The living room in 83-year-old Flavie Jaillet's apartment is small and crammed with family mementoes and memories.
But she won't look back on this holiday season and remember it kindly, she said. After 16 years, Jaillet and her brother are being forced to move. Their apartment building is being sold, she said sadly, and they have no place to go.
Jaillet and her brother are the last remaining tenants in the building.
As Jaillet reflects on her predicament, she sits in an ornate rocker stuffed with the paisley pillow her granddaughter sent her two Christmases ago.
"I'm just about desperate," she said. Her words bear traces of the accent she has not lost in the 60 years since she left France.
Esther Siegal, a housing specialist with the Metropolitan Washington Planning and Housing Association, is one of several community service workers trying to relocate Jaillet and her 85-year-old brother, Saver Morrill.
But in a city experiencing a shortage of decent, affordable housing, it's hard to find a place for them, Siegal said.
Jaillet has been shown several apartments but found then either unsuitable for her needs or too far from her Adams-Morgan neighborhood, Siegal said.
"There's no way they're going to find anything affordable and decent," Siegal said. "And for people who consider a neighborhood their home and want to stay there it's virtually impossible."
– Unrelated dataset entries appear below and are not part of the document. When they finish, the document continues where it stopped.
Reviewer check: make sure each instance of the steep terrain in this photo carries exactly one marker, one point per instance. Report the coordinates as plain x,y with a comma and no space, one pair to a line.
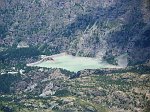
102,28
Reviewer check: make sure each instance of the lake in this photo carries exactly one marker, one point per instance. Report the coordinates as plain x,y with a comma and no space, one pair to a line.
72,63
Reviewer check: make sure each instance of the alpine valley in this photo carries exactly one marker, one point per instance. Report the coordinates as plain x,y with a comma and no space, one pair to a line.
74,55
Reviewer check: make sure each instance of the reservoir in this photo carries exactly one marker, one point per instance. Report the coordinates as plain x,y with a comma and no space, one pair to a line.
71,63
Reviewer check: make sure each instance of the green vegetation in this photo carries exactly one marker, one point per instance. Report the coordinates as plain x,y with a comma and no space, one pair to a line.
6,81
62,93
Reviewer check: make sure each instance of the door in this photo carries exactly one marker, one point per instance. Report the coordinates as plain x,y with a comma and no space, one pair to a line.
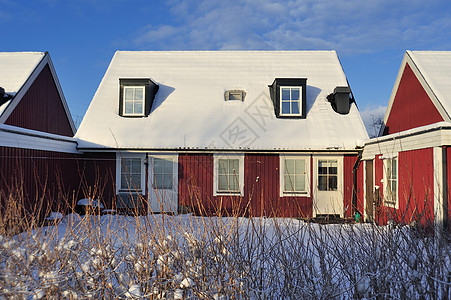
369,188
328,185
163,182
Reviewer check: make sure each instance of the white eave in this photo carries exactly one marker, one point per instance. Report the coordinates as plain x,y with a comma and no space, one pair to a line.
429,136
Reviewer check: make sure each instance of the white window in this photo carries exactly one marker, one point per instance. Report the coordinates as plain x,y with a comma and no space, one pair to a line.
327,174
294,175
391,182
228,174
130,174
133,100
163,173
290,100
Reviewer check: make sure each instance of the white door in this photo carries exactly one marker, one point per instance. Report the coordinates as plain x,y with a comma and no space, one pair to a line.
163,182
328,185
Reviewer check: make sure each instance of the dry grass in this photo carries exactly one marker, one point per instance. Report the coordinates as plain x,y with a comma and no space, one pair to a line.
188,257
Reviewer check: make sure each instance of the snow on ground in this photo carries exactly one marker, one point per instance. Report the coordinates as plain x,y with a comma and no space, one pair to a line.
187,257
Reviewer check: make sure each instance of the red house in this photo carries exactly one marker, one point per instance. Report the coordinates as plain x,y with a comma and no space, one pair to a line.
36,135
274,133
407,169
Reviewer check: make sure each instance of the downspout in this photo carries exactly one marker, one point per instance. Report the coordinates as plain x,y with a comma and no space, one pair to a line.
445,187
357,214
146,192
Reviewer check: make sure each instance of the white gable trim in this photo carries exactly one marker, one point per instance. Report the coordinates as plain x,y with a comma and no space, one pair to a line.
408,60
16,137
24,88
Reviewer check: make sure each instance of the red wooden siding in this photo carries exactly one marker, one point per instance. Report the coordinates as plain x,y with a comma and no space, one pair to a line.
97,173
412,107
42,181
448,158
261,189
41,108
415,188
348,183
196,182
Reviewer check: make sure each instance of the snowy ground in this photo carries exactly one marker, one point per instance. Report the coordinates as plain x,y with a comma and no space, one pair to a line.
186,257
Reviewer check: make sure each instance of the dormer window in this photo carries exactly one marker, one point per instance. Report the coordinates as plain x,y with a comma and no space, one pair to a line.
289,97
234,95
134,100
136,97
290,100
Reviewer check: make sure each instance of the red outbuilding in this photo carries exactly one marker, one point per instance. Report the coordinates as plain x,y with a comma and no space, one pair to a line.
38,166
407,169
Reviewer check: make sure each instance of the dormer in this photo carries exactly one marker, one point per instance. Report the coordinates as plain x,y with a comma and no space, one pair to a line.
289,97
136,96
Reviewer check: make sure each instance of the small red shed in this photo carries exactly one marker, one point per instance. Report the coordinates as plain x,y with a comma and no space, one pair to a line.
407,169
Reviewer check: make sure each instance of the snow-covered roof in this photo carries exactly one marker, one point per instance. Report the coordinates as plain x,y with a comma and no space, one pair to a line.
16,67
189,111
435,67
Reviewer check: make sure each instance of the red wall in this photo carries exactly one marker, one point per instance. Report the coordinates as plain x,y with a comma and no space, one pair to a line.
42,181
41,108
348,165
412,107
261,188
415,188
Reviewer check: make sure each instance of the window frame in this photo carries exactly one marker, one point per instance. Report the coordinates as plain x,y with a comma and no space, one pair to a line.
119,158
299,101
307,173
124,113
174,159
328,175
240,190
391,200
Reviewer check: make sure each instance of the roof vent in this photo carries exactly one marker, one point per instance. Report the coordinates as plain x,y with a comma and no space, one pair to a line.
234,95
341,99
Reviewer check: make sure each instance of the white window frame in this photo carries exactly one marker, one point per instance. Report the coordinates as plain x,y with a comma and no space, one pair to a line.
390,200
124,113
284,193
216,159
119,158
299,101
174,159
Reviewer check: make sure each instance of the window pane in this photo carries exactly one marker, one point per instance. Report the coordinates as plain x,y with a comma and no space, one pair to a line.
168,166
234,166
333,167
289,183
222,183
289,166
285,107
128,107
322,183
138,94
332,183
294,107
223,167
300,183
294,94
322,167
138,108
285,94
233,182
128,93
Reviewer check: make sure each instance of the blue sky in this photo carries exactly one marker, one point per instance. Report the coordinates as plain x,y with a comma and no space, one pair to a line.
369,36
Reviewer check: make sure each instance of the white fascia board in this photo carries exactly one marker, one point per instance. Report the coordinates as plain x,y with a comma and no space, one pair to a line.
18,97
399,142
408,60
16,137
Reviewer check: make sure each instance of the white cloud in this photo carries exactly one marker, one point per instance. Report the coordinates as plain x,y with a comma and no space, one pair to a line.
373,117
349,26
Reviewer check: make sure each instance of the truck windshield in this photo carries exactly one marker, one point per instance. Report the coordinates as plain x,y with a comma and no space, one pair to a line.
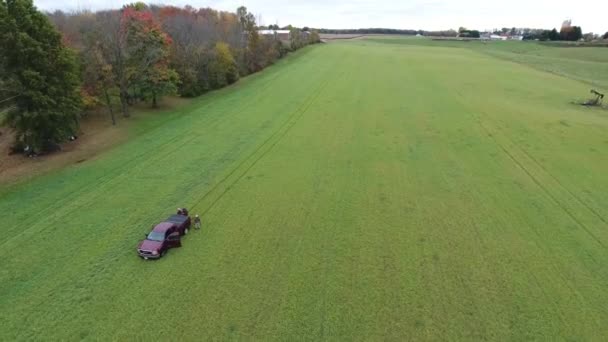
154,236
Nearly three years ago, Jaillet's Adams-Morgan building, the Mintwood, was purchased by a group of investors headed by D.C. attorney Mark Brodsky. Following a long legal battle, Brodsky said the investors obtained certificates for co-op and condominium conversion. The building is about to be sold to a developer that Brodsky would not name. Brodsky said most tenants left the Mintwood shortly after the first notices to vacate were sent about two years ago. Empty apartments were temporarily rented as dorm rooms to Antioch College students.
The Mintwood was once almost fully occupied by low-income tenants, many of whom were Hispanos. Now only Jaillet and her ailing brother remain.
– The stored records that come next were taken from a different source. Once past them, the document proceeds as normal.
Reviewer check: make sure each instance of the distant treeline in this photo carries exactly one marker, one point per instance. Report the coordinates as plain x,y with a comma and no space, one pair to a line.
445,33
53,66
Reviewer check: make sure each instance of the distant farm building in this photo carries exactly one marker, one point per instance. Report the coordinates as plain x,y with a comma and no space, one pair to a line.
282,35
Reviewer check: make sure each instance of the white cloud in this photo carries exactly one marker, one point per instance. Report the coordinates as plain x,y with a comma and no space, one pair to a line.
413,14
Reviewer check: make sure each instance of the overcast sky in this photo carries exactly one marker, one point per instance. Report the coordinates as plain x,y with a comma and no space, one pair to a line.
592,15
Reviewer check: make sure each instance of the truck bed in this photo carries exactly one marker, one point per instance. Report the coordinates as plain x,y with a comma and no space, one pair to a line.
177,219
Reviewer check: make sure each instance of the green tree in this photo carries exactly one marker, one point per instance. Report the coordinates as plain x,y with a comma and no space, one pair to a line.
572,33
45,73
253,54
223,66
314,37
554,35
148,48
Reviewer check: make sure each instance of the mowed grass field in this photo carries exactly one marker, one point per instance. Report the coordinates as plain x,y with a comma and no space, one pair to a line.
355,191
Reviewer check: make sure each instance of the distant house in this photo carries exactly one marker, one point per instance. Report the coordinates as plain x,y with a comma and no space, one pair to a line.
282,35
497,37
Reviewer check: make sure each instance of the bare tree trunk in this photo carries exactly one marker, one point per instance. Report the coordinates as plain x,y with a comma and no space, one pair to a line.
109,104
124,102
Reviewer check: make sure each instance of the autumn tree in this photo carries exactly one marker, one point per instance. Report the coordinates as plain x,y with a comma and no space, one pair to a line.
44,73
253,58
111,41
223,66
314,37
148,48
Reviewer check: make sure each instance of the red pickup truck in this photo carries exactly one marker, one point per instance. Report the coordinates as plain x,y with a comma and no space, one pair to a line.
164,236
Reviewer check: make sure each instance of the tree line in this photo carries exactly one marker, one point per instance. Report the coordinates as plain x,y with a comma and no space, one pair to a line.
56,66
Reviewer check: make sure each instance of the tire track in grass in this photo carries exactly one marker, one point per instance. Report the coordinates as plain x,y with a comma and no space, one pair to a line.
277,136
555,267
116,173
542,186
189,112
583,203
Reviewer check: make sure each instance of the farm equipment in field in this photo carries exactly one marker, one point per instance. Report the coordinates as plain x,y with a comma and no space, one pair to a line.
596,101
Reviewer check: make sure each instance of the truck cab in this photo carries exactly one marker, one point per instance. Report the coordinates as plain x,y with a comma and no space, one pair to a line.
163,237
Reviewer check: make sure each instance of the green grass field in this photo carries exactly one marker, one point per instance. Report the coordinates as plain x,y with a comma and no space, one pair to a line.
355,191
The rent (which has been waived) on the modest two-bedroom apartment is $107 a month plus utilities, Jaillet said. Supermarkets, cleaners and a post office are a short walk away. Major bus routes are nearby. A Spanish Center where the couple purchases low-cost meals is two blocks away.
A widow for the past 26 years, Jaillet says her only child lives in Florida. A grandson who lives in Takoma Park, Md., visits once a week.
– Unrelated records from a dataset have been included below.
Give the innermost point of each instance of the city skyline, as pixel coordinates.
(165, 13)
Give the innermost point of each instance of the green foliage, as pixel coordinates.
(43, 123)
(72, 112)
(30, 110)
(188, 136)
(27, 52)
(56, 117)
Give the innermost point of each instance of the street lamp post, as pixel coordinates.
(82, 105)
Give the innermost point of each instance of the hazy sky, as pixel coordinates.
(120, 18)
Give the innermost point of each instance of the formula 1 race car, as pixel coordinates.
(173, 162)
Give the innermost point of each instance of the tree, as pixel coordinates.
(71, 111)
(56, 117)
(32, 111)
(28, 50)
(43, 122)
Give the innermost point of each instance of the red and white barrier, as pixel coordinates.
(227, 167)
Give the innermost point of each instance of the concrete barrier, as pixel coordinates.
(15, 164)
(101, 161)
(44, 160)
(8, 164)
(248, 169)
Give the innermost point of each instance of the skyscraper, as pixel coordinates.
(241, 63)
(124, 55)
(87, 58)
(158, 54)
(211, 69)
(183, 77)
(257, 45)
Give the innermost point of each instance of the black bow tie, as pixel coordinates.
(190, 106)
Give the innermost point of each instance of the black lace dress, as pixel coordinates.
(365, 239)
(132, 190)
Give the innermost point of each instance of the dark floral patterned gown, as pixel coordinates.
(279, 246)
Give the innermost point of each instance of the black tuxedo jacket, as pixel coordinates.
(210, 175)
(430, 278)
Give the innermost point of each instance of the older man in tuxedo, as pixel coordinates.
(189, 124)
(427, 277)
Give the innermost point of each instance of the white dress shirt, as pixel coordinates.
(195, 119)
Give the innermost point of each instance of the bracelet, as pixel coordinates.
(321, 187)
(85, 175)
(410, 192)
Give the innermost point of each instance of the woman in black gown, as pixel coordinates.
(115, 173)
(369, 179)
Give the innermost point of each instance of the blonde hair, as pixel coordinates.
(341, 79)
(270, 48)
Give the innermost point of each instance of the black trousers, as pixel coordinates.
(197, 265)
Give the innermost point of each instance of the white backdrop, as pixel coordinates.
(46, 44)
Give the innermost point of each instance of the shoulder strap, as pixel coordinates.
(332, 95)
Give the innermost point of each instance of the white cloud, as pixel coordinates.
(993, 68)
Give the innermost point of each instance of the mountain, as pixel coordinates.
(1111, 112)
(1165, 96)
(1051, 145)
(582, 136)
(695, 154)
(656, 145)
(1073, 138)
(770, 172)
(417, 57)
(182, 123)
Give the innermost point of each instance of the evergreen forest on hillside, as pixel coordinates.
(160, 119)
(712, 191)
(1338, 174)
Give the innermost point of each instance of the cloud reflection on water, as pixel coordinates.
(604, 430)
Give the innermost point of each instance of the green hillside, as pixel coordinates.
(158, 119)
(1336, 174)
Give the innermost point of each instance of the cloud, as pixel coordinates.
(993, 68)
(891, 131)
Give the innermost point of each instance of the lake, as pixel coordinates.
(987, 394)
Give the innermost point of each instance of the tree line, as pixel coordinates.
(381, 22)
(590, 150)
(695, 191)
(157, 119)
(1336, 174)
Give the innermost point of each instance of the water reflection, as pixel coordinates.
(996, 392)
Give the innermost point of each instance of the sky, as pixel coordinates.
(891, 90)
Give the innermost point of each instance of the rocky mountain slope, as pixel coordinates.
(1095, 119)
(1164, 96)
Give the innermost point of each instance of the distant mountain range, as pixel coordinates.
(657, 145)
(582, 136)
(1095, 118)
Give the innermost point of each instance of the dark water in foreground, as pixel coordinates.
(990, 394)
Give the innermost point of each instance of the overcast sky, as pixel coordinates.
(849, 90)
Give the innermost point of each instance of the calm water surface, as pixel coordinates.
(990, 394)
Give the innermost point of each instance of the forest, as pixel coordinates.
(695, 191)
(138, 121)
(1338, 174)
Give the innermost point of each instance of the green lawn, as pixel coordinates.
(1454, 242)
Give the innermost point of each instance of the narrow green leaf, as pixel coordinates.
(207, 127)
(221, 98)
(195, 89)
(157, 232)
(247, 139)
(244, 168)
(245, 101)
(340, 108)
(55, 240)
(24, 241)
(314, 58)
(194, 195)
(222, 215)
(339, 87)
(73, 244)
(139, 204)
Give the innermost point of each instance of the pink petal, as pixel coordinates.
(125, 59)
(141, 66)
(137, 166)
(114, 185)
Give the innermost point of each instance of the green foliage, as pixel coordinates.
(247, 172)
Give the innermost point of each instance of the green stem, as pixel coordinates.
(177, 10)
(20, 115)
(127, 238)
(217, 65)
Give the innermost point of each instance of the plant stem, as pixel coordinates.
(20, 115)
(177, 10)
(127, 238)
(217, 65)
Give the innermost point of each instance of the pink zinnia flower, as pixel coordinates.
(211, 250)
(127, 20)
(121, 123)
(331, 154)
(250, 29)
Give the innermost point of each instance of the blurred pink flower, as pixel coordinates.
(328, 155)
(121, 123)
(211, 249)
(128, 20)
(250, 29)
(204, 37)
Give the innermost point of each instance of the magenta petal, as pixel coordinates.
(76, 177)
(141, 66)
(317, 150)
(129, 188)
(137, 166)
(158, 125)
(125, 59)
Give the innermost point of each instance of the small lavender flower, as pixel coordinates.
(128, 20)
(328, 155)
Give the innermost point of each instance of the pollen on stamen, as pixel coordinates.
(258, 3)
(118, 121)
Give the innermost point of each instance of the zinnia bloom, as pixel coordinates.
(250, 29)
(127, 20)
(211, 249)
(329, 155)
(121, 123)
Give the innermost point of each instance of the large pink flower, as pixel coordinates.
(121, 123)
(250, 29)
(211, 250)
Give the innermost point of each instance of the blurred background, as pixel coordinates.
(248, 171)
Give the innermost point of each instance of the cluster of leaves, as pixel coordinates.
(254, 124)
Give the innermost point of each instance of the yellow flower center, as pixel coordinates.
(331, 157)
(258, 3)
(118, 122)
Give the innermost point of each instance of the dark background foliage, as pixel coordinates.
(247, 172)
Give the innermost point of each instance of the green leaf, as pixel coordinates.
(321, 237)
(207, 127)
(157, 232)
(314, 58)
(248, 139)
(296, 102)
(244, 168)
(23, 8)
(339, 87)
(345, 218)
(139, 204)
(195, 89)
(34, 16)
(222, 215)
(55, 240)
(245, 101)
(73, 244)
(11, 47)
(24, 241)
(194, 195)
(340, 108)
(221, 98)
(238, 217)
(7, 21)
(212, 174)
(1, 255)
Her only other company is her brother, who has become despondent and quarrelsome over the impending move.
"I am abandoned," she said.
Under an agreement with the tenants who left in December, Brodsky has agreed to pay the sister and brother up to $7,500 to move. He said he will help relocate Jaillet and Morrill and pay them limited rent subsidies, if necessary.
"I know them both and I certainly don't want to hurt them," Brodsky said.
At the mention of Brodsky's name Jaillet's face clouds.
"I said to Mr. Brodsky, 'Why do you want this house?' He laughed . . . But after 16 years this is my home."
Jaillet says no amount of money is worth moving.
"I feel like if I leave (the neighborhood) I'll be in exile."
As the Jan. 5 date to vacate approaches, she spends her days packing boxes. In her bedroom an electric space heater throws off small blasts of hot air. A paper plaque sitting on her dresser urges her to "Expect a miracle."
Jaillet knows better. Sometimes she goes apartment hunting.
Someone told her there was a vacancy at the Biltmore in the next block, she said.
"They even had a sign outside: Apartment for Rent. I went inside.They said it's $860." She throws up her hands and chuckles as she describes the incident.
"I laughed. There's a pool and a (social) center he (the landlord) said. I said I need a radiator. I don't need a pool!"
Her mood suddenly changes. Her voice is anxious as she says, "I know (landlords) want to make money. But not to the detriment of poor people. They're going to push you down and down till you go down in the ground. That's the way I see it coming."